I'm not sure why it doesn't work for you for the character columns. I'd do the same thing, using sum(is.na())
.
To showcase this, lets' recreate the sql_db
table. This time I'm also loading the purrr
package, because I'm in the habit of using the map
family of functions.
library(dplyr)
#>
#> Attaching package: 'dplyr'
#> The following objects are masked from 'package:stats':
#>
#> filter, lag
#> The following objects are masked from 'package:base':
#>
#> intersect, setdiff, setequal, union
library(tidyr)
library(purrr)
sql_db <- tribble(~age, ~sex, ~credit_turnover, ~acct_bal,
23, "f", NaN, 100,
21, "m", 28 , 23,
NaN, "f", 64, 46,
28, "f", NaN, 87,
41, "m", 35 , NaN)
So here we use a map
type function for summing the 1
s / TRUE
s together for each column in the dataframe. Specifically we're using the map_dbl
function because we want the function to return a double / numeric vector.
sql_db %>%
map_dbl(~sum(is.na(.)))
#> age sex credit_turnover acct_bal
#> 1 0 2 1
If we were to add an NA to first two values in the the sex column. You can see that this also works, even though sex
is a character variable.
sql_db$sex[1:2] <- NA
sql_db %>%
map_dbl(~sum(is.na(.)))
#> age sex credit_turnover acct_bal
#> 1 2 2 1
What I'm guessing could be the problem is that perhaps the "NA"s in your character variables aren't actually NA
values, but rather character strings containing the characters "NA".
sql_db$sex[1:2] <- "NA"
sql_db
#> # A tibble: 5 x 4
#> age sex credit_turnover acct_bal
#> <dbl> <chr> <dbl> <dbl>
#> 1 23 NA NaN 100
#> 2 21 NA 28 23
#> 3 NaN f 64 46
#> 4 28 f NaN 87
#> 5 41 m 35 NaN
sql_db %>%
map_dbl(~sum(is.na(.)))
#> age sex credit_turnover acct_bal
#> 1 0 2 1
If this is the case then the is.na()
function won't count them, as they're not actual NA
s as far as R can tell. So we need to tell R that strings consisting of the characters "NA" should be NA
.
So here we use a mutate_if
function to say that if a column is a character column we will change that character column in a way that makes values NA
if they simply consist of the characters "NA".

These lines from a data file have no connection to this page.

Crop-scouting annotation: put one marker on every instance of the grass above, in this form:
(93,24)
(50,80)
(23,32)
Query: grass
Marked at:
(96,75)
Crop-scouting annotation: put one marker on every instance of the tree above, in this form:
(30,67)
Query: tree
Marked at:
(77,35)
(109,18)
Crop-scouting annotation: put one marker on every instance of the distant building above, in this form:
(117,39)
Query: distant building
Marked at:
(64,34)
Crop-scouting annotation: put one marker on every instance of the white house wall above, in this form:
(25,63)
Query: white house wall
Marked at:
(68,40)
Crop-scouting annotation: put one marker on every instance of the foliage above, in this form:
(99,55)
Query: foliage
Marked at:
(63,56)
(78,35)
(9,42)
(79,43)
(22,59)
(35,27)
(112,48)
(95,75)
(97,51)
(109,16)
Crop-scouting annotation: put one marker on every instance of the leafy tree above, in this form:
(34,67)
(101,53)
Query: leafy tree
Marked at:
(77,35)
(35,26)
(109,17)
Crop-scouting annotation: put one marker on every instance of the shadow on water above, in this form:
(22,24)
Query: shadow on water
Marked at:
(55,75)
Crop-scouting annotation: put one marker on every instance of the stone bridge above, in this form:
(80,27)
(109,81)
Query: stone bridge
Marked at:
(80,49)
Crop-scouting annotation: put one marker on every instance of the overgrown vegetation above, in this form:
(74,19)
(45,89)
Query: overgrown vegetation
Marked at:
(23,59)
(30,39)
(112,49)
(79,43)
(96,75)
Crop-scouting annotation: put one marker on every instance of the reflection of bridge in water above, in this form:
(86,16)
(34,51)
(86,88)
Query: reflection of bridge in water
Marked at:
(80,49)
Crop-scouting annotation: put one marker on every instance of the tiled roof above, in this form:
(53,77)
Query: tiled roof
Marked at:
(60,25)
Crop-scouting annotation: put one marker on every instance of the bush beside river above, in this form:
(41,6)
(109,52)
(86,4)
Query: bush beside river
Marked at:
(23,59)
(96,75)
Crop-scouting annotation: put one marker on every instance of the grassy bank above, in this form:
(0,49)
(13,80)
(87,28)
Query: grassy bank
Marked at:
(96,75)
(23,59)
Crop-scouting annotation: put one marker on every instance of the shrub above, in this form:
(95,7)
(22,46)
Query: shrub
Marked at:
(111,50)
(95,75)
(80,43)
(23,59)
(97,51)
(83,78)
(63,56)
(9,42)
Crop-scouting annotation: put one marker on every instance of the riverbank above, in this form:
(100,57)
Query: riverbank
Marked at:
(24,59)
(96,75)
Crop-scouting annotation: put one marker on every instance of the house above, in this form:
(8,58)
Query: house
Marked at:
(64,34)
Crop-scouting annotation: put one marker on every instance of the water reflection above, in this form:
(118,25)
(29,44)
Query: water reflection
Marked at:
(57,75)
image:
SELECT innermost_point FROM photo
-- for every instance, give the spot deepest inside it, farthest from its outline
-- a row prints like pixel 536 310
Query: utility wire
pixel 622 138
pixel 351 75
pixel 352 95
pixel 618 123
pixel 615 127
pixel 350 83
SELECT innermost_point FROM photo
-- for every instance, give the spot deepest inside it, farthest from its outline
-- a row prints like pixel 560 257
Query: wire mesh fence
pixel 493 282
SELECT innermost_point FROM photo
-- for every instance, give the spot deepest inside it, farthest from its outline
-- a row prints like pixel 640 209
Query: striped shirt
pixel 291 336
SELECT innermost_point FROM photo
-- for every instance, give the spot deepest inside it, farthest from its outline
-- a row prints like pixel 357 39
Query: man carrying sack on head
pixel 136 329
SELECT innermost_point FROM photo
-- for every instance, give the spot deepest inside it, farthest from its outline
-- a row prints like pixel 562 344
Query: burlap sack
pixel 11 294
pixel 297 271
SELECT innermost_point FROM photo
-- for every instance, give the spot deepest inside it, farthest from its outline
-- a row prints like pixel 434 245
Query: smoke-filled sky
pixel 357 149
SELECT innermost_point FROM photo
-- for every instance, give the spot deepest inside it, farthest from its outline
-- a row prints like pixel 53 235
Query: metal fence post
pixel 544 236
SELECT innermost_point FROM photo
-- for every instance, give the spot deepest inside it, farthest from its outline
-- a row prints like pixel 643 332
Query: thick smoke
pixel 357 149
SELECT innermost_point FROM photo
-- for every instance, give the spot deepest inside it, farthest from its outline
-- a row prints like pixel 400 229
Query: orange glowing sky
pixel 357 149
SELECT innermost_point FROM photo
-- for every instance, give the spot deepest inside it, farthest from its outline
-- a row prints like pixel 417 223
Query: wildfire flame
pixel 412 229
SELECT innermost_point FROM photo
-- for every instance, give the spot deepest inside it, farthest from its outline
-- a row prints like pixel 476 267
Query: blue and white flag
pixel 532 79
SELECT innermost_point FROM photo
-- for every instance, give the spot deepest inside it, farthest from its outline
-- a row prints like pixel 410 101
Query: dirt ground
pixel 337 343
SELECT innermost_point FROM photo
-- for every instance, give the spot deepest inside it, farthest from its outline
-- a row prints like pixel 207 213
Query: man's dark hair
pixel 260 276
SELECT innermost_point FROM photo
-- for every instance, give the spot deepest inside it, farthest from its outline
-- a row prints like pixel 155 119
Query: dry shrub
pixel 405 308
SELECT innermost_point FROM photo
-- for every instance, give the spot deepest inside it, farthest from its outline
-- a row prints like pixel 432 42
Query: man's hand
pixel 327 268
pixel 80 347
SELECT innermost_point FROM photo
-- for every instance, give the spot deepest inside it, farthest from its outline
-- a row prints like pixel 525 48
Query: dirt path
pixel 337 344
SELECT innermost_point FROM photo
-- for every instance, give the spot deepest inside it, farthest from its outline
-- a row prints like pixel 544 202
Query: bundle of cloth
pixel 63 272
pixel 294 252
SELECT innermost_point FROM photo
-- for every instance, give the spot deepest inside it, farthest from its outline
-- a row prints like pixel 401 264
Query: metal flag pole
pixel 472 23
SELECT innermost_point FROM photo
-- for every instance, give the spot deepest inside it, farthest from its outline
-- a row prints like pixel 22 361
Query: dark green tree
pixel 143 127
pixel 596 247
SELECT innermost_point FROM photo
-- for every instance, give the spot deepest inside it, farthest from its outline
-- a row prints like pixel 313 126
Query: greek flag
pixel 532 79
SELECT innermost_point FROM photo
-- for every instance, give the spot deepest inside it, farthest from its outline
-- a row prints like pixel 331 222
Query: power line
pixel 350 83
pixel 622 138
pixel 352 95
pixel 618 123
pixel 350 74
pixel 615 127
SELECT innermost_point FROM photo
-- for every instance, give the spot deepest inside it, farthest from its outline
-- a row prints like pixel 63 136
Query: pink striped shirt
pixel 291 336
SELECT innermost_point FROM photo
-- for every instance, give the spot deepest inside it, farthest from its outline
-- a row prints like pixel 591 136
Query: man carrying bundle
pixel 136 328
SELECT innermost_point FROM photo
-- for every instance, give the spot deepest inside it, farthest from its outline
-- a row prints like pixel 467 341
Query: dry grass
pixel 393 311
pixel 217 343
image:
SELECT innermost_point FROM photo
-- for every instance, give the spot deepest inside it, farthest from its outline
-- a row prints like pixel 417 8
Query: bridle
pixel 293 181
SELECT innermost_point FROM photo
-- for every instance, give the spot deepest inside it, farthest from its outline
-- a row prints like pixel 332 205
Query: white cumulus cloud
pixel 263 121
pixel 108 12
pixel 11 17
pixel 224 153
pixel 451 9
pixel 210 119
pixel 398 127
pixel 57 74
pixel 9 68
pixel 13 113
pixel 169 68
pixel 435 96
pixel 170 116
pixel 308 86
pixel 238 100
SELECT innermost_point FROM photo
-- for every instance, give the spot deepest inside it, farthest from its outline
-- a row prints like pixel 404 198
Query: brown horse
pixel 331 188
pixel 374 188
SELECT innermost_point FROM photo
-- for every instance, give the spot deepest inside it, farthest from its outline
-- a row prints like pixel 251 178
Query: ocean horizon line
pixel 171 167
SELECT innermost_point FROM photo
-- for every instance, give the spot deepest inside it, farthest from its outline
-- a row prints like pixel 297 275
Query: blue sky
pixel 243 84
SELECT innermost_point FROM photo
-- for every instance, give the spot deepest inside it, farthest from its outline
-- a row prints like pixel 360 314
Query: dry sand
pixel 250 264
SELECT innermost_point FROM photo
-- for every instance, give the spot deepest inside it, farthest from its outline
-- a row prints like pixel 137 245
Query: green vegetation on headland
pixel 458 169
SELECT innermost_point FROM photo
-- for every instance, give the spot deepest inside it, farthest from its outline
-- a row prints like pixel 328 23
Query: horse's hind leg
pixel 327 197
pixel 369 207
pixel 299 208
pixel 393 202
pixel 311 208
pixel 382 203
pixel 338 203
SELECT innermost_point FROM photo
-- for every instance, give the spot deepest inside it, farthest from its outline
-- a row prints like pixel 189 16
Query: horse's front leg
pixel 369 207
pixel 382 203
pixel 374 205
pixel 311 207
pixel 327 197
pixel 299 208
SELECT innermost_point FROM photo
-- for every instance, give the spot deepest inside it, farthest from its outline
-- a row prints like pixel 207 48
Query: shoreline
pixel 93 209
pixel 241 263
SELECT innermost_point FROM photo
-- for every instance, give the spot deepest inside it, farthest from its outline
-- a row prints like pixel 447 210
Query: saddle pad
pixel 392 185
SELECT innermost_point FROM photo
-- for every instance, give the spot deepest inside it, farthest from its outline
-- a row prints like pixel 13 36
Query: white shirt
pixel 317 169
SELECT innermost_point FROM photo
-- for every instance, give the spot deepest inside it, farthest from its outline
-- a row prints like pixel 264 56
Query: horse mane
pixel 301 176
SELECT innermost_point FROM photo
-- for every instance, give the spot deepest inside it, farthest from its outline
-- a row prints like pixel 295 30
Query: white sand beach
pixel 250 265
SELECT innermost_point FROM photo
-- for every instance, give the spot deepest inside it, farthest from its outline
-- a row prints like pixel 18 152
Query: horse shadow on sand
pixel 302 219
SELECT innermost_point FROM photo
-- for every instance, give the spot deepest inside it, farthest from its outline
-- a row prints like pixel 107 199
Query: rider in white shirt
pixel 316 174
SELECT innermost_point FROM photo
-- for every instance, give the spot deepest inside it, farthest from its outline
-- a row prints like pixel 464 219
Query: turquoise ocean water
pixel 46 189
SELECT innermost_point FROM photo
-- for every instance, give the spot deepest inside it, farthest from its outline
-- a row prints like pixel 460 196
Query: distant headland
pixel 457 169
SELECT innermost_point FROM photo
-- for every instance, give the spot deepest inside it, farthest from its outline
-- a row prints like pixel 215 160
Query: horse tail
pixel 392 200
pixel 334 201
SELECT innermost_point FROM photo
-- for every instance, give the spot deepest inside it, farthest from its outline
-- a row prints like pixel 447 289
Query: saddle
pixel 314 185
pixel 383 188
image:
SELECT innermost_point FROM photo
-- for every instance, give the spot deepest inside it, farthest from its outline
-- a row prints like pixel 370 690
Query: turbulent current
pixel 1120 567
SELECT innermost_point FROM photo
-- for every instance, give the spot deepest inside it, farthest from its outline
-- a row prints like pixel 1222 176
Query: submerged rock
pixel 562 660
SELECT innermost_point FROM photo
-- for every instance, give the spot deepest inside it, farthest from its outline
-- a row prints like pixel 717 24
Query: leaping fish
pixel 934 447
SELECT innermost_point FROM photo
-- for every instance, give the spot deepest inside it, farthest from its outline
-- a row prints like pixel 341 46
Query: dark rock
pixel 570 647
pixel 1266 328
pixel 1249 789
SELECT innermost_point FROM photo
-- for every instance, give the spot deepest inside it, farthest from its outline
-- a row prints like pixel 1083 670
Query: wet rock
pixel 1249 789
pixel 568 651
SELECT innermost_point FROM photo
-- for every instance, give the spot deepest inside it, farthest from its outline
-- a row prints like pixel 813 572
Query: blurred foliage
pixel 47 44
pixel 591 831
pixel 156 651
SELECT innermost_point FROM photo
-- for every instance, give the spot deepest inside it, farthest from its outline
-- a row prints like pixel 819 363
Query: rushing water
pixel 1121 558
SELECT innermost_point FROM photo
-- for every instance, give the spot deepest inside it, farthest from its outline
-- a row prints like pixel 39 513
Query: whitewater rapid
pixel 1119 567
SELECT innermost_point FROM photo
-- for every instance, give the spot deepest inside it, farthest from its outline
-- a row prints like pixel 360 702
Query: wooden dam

sql_db$sex[1:2] <- "NA" # Again, this isn't an actual NA
sql_db %>%
mutate_if(is.character,
~na_if(., "NA")) %>% # Here we make them actual NA values.
map_dbl(~sum(is.na(.)))
#> age sex credit_turnover acct_bal
#> 1 2 2 1
Here's hoping that this actually helps you. Best of luck and let me know if this is not what's causing the problem.